Sprints vs. Nascar: An In-Person Comparison

Lincoln Speedway from the backstretch (CLICK TO ENLARGE ANY PICTURES)
This past Saturday Night I got to cross another item off my racing-related “bucket list” by attending my first-ever sprint car race (of the wing-ed variety, 410’s) in Abbottstown, Pennsylvania.  I’ve been lucky enough to attend quite a few Nascar events across multiple national touring series at a few different tracks (although about 75% of them have been at Dover).  Here’s how sprint car racing differs from Nascar racing from an in-person fan’s perspective:

A typical sprint car, in this case the one
driven by Dave Blaney
Dale Blaney (brother of Dave)
Sprint Car Racing is Smaller—In A Good Way.  Bill France Jr. once told writer Ed Hinton that, when it came to Nascar’s impact on fans, “We need to make sure they can still touch it”.  Unless you have a connection for pit passes or attendance continues to drop to even lower levels, Nascar has approached near-untouchable levels for the past few decades.  The average fan can’t get up close and personal with a race car, and even if you can, be prepared to be treated like a leper by security detail.  Sprint cars, on the other hand, are a very personal experience.  Before the race you can get access to the pit paddock for a reasonable price, and drivers are relatively approachable and amiable.


Sprint Cars are Smaller—In a Weird Way.  Stock cars are big.  Really big.  Wide, long, and boxy.  Sprint cars, however, are tiny.  Remove the wing, and they’re about the size of a Smart car.  A team owner told me that there’s absolutely nothing in the car besides what is absolutely necessary to race—there isn’t even a starter!  If you’ve grown up a Nascar fan, be prepared for a visual shock when you see sprints up close.

Steve Post interviews a
driver for MRN Radio
Borrowing a wing?  Better break out
the duct tape.
Sprint Car Teams are Smaller—In an Old-School Way.  With the exception of the national touring drivers (the Blaneys, Ron Brown, etc.) most of the drivers there were high-level regional racers.  These teams were mostly made up of weekend warrior crews working on cars purely for the love of it.  Now granted, a big reason for the lack of paid crew members is the lack of a need for pit stops, but still, its great to see a throwback to when the “pit crew” was more than just a bunch of ex-collegiate athletes.
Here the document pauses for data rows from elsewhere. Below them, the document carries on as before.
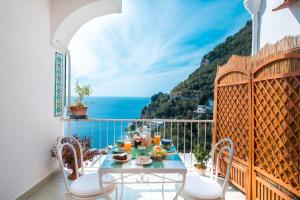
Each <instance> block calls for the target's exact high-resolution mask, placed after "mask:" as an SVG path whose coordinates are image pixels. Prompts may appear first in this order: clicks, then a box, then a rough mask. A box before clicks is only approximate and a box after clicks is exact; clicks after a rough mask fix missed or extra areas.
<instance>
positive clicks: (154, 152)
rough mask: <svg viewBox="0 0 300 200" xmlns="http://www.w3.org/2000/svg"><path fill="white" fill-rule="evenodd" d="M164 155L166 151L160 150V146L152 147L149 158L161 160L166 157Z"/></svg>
mask: <svg viewBox="0 0 300 200" xmlns="http://www.w3.org/2000/svg"><path fill="white" fill-rule="evenodd" d="M166 155H167V151H166V150H165V149H163V148H161V147H160V146H154V147H153V150H152V155H151V158H152V159H156V160H162V159H164V158H165V157H166Z"/></svg>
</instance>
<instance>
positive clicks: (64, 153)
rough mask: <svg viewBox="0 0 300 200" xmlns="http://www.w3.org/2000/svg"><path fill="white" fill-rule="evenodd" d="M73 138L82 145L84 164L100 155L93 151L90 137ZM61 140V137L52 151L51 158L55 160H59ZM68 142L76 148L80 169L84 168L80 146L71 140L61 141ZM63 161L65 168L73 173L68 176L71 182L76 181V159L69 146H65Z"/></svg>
mask: <svg viewBox="0 0 300 200" xmlns="http://www.w3.org/2000/svg"><path fill="white" fill-rule="evenodd" d="M73 137H74V138H76V139H77V140H78V141H79V142H80V144H81V147H82V152H83V161H84V162H86V161H92V160H93V158H94V157H95V156H97V155H99V154H100V152H99V150H97V149H96V150H95V149H94V150H93V149H91V142H90V141H91V140H90V138H89V137H82V138H81V139H80V138H79V137H78V136H76V135H75V136H73ZM59 139H60V137H58V138H57V143H56V145H55V146H54V147H53V148H52V149H51V156H52V157H54V158H57V159H58V156H57V151H58V149H57V146H58V141H59ZM66 142H69V143H70V144H72V145H73V146H74V148H75V151H76V154H77V162H78V168H80V167H82V165H81V164H82V163H81V160H80V149H79V146H78V145H77V143H76V142H75V141H74V140H70V139H69V138H65V139H63V140H62V141H61V143H62V144H63V143H66ZM62 160H63V164H64V165H65V167H67V168H68V169H71V170H72V173H71V174H70V175H69V176H68V178H69V179H71V180H75V179H76V171H75V170H76V169H75V168H76V167H75V157H74V155H73V151H72V149H71V148H70V147H69V146H64V148H63V149H62Z"/></svg>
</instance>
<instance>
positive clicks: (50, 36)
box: [0, 0, 122, 200]
mask: <svg viewBox="0 0 300 200" xmlns="http://www.w3.org/2000/svg"><path fill="white" fill-rule="evenodd" d="M121 3H122V2H121V0H26V1H25V0H1V1H0V95H1V96H0V200H10V199H15V198H17V197H19V196H20V195H21V194H23V193H24V192H26V191H28V190H29V189H30V188H32V187H33V186H34V185H36V184H37V183H39V182H40V181H41V180H43V178H45V177H46V176H48V175H49V174H50V173H51V172H53V171H54V170H55V169H56V168H57V162H56V160H55V159H53V158H51V157H50V149H51V148H52V147H53V145H54V144H55V142H56V138H57V137H58V136H60V135H62V134H63V123H62V121H61V120H60V118H55V117H54V83H55V81H54V69H55V66H54V55H55V51H57V50H55V49H54V48H53V46H52V45H51V44H50V43H51V42H52V41H53V39H52V34H51V33H54V32H55V33H58V36H61V37H62V38H63V39H64V42H65V46H68V41H69V40H70V39H71V37H72V36H73V34H74V33H75V31H76V30H77V29H78V28H79V27H80V26H81V25H82V24H84V23H86V22H87V21H88V20H90V19H92V18H93V17H96V16H102V15H105V14H111V13H116V12H120V11H121V7H122V5H121ZM57 30H59V31H57ZM56 39H60V38H59V37H57V38H56ZM55 41H56V40H55ZM60 41H62V40H60Z"/></svg>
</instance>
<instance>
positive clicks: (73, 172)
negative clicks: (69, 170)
mask: <svg viewBox="0 0 300 200" xmlns="http://www.w3.org/2000/svg"><path fill="white" fill-rule="evenodd" d="M80 167H81V164H80V162H79V163H78V171H79V168H80ZM68 168H69V169H71V170H72V173H71V174H70V175H69V176H68V179H70V180H72V181H73V180H75V179H76V178H77V177H76V167H75V164H71V165H68ZM78 175H79V176H81V174H80V173H79V172H78Z"/></svg>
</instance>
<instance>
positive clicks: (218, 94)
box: [216, 84, 250, 162]
mask: <svg viewBox="0 0 300 200" xmlns="http://www.w3.org/2000/svg"><path fill="white" fill-rule="evenodd" d="M248 89H249V86H248V84H239V85H230V86H220V87H218V89H217V122H218V123H217V125H216V126H217V127H216V130H217V134H216V139H217V141H218V140H220V139H222V138H225V137H229V138H231V139H232V140H233V143H234V145H235V146H234V148H235V155H234V156H235V157H237V158H239V159H241V160H243V161H245V162H246V161H247V160H248V155H249V128H250V127H249V112H250V111H249V110H250V108H249V96H248Z"/></svg>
Sprint Cars are Tough to Figure Out.  There’s little traditional tv coverage of sprint car racing (at least on networks most people can get) and, by my own research, no good way to explain to the novice fan what the differences are between the various classes, types, and race formats of sprint car racing.  The particular race I was at used a unique all-star format in which qualifying went by how many cars you passed in a dual heat-race format.  Granted, in today’s digital-everything world, this could simply be a function of the track not having a dot-matrix or LED scoreboard with which to compare things.
It's Ka(h)ne!!!

Umm...
Sprint Cars are Visceral.  I’ve said for years that if you want to convert a casual Nascar fan to a hardcore Nascar fan, simply take them to a race (…and hope that it doesn’t rain).  Well, that goes doubly for sprint car races.  The sounds, the smells, the dirt in the air are somehow even more-impactful than a Nascar race is.  Maybe it comes from everybody being closer to the action (most sprint car tracks are under a mile long and only seat a few thousand), but everything seemed to register with me and the other fans so much more.  Oh, and speaking of which, a warning:


Sprint Cars are Dirty.  Be prepared to come home with some of the track if you go to a sprint car race.  There’s dirt, dust, and mud everywhere.  You’ll have dirt on your clothes, in your shoes, on your skin, even in your teeth, and you don’t have to even touch the track to get it.  But its a small price to pay just to experience such an exciting world of racing.